From THE PILGRIMAGE
In 1986, when I was on the road to Santiago with my guide Petrus, we
passed through the city of LogroƱo while a wedding was taking place. We
ordered two glasses of wine, I prepared something to nibble on, and
Petrus discovered a table where we could sit down together with the
other guests.
The wedding couple cut an immense cake.
“They must love one another,” I thought aloud.
“Of course they love one another,” said a man in a dark suit
sitting at our table. Have you ever seen anyone get married for any
another reason?”
But Petrus did not let the question go unanswered:
“What type of love do you mean: Eros, Philos or Agape?”
The man looked at him without understanding a word.
“There are three words in Greek to designate love,” Petrus said.
“Today you are seeing the manifestation of Eros, that sentiment between
two persons.”
“The two seem to love one another. In a short time they will be
fighting alone for life, establishing themselves in a house and taking
part in the same adventure: that’s what makes love grand and dignified.
He will pursue his career, she probably knows how to cook and will make
an excellent housewife because since she was a little girl she was
brought up to do that.
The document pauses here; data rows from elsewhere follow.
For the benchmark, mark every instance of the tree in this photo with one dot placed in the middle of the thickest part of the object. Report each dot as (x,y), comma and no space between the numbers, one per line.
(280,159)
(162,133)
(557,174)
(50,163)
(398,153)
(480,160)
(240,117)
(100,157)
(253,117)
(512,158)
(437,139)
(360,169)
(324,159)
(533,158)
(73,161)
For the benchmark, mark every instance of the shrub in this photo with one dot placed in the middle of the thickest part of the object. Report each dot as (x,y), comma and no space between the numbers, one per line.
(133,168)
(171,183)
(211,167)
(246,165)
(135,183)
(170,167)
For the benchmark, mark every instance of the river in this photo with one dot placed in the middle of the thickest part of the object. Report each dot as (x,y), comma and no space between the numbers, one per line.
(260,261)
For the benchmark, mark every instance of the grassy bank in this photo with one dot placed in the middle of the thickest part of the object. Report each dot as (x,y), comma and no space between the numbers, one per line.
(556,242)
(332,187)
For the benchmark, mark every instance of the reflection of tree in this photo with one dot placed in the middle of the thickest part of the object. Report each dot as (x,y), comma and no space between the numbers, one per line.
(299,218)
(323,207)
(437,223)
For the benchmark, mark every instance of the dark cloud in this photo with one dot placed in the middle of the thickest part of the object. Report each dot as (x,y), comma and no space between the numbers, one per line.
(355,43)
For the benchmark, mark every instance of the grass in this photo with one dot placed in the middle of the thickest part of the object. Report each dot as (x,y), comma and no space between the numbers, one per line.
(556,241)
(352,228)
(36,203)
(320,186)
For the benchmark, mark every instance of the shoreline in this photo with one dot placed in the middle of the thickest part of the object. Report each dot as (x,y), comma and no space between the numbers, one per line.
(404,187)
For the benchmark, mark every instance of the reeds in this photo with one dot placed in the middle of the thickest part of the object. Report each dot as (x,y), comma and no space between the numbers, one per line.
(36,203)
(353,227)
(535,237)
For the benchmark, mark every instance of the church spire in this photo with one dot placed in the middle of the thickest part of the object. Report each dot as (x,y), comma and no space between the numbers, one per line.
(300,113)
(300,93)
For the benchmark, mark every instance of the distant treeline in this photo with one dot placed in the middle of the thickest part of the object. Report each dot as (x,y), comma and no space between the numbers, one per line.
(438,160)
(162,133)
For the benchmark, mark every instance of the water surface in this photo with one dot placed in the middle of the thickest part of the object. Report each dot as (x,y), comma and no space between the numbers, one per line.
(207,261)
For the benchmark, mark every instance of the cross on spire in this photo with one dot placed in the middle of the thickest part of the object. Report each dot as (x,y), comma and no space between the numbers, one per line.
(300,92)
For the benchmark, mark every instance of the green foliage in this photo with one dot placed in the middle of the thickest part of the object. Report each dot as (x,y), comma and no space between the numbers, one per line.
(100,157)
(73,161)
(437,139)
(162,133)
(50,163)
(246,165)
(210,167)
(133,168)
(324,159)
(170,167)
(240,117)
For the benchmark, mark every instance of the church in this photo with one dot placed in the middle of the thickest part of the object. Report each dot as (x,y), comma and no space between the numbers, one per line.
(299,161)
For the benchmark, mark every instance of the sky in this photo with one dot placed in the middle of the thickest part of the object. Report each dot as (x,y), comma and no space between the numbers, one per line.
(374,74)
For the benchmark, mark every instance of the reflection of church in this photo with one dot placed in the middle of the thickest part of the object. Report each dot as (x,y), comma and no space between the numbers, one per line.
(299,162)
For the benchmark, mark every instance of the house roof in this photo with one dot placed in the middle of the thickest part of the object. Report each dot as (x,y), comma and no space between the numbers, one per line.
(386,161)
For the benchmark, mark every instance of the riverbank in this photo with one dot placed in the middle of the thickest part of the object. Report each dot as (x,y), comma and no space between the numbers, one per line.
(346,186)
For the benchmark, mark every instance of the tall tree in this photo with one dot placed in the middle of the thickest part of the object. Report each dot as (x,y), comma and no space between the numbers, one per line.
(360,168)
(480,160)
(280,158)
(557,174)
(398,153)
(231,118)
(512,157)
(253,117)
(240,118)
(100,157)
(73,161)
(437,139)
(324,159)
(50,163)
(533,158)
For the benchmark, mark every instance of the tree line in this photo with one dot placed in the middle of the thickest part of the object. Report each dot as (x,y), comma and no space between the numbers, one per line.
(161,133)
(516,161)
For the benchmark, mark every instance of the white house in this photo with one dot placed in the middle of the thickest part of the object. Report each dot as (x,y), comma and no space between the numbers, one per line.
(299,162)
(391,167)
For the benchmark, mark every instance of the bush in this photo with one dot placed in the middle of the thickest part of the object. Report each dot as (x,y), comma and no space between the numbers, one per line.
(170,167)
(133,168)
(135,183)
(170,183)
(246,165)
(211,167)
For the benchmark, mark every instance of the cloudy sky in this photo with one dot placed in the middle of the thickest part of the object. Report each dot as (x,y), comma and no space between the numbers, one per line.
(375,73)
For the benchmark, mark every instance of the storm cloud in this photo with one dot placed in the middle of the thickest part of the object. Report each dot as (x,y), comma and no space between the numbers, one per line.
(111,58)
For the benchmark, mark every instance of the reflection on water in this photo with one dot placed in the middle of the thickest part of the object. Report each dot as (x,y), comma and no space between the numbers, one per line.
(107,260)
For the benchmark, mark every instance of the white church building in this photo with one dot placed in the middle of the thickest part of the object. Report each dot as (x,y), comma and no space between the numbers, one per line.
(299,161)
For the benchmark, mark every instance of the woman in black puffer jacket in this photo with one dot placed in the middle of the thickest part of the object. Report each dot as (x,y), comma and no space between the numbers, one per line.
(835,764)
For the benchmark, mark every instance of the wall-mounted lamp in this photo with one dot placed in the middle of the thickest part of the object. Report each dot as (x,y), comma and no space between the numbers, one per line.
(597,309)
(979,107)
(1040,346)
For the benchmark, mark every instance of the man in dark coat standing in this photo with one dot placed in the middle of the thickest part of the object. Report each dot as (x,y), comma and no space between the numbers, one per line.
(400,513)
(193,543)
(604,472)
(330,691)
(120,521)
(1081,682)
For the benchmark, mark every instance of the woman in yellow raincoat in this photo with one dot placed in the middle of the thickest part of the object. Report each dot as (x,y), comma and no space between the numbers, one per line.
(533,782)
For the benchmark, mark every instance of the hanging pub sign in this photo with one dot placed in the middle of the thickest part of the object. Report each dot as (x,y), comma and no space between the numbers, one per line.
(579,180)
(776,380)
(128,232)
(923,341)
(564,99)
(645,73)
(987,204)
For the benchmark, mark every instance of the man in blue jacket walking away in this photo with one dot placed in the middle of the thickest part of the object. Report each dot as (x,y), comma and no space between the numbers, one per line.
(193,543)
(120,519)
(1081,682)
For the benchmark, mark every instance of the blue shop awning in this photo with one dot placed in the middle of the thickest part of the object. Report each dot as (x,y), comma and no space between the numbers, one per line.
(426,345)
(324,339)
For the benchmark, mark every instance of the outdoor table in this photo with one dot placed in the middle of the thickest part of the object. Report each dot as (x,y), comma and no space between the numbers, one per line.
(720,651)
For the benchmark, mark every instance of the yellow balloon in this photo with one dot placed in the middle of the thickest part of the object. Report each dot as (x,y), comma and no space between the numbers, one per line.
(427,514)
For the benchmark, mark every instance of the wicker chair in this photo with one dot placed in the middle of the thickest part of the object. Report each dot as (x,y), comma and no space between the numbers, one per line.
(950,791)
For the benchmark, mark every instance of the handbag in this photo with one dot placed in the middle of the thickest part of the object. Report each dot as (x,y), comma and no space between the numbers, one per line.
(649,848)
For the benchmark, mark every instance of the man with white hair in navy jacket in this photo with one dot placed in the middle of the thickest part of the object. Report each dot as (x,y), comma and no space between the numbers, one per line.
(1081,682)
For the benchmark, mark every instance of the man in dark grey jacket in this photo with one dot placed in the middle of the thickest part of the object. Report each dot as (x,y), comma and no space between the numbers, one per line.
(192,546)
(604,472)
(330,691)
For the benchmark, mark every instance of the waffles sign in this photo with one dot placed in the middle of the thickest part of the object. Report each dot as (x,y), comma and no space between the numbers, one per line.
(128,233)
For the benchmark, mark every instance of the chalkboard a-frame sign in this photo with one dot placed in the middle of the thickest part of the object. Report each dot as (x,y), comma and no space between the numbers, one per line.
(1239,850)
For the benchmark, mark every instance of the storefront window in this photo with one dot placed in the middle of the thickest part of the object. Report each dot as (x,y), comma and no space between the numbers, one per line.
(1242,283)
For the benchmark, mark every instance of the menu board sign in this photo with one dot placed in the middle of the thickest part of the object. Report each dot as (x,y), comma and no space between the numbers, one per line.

She will accompany him, they will have children
and they will manage to build something together, they will be happy for
ever.”
“Al of a sudden, however, this story could happen the other way
around. He is going to feel that he is not free enough to show all the
Eros, all the love that he has for other women. She may begin to feel
that she has sacrificed a career and a brilliant life to accompany her
husband. So, instead of creating together, each of them will feel robbed
in their way of loving. Eros, the spirit that joins them, will start to
display only his bad side. And what God had meant to be man’s most
noble sentiment will begin to be a source of hatred and destruction.”
“Notice how odd it is,” continued my guide. “Despite being good or bad, the face of Eros is never the same in all persons.”
Then he continued, pointing to an elderly couple:
“Look at those two: they haven’t let themselves be affected by
hypocrisy, like so many others. They look like they are a couple of farm
workers: hunger and need have obliged them to overcome many a
difficulty together. They have discovered love through work, which is
where Eros shows his most beautiful face, also known as Philos.”
“What’s Philos?”
“Philos is love in the form of friendship. It’s what I feel for you
and others. When the flame of Eros no longer able to shine, it’s Philos
who keeps couples together.”
“And what about Agape?”
“Agape is total love, the love that devours those that experience
it. Whoever knows and experiences Agape sees that nothing else in this
world is of any importance, only loving. This was the love that Jesus
felt for humanity, and it was so great that it shook the stars and
changed the course of man’s history.”
“During the millennia of the history of civilization, many people
have been smitten by this Love that Devours.
They had so much to give –
and the world demanded so little – that they were obliged to seek out
the deserts and isolated places because love was so great that it
transfigured them. They became the hermit saints that we know today.”
“For me and you who have experienced another form of Agape, this
life here may seem hard and terrible.
Yet the Love that Devours makes
everything lose its importance: these men live only to be consumed by
their love.”
He took a pause.
“Agape is the Love that Devours,” he repeated once more, as if this
was the phrase that best defined that strange type of love. “Luther
King once said that when Christ spoke of loving our enemies he was
referring to Agape. Because according to him, it was impossible to like
our enemies, those who do us harm and try to make our daily suffering
all the worse.”
“But Agape is a lot more than liking. It is a sentiment that
invades everything, fills all the cracks and makes any attempt at
aggression turn to dust.”
“There are two forms of Agape. One is isolation, life dedicated
only to contemplation. The other is precisely the opposite: contact with
other human beings, and enthusiasm, the sacred sense of work.
Enthusiasm means trance, ecstasy, connecting with God. Enthusiasm is
Agape directed at some idea, something.”
“When we love and believe in something from the bottom of our soul,
we feel stronger than the world and we are imbued with a serenity that
comes from the certainty that nothing can conquer our faith. This
strange force makes us always make the right decisions at the right
time, and we are surprised at our own capacity when we fulfill our
objective.”
“Enthusiasm usually manifests itself in all its power in the early
years of our life. We still have a strong tie with the divinity and we
give ourselves with such zeal to our toys that dolls take on a life of
their own and little tin soldiers manage to march. When Jesus said that
the kingdom of Heaven belonged to the children, he was referring to
Agape in the form of Enthusiasm. The children reached him without paying
any attention to his miracles, his wisdom, the Pharisees and the
apostles. They came happily, driven by Enthusiasm.”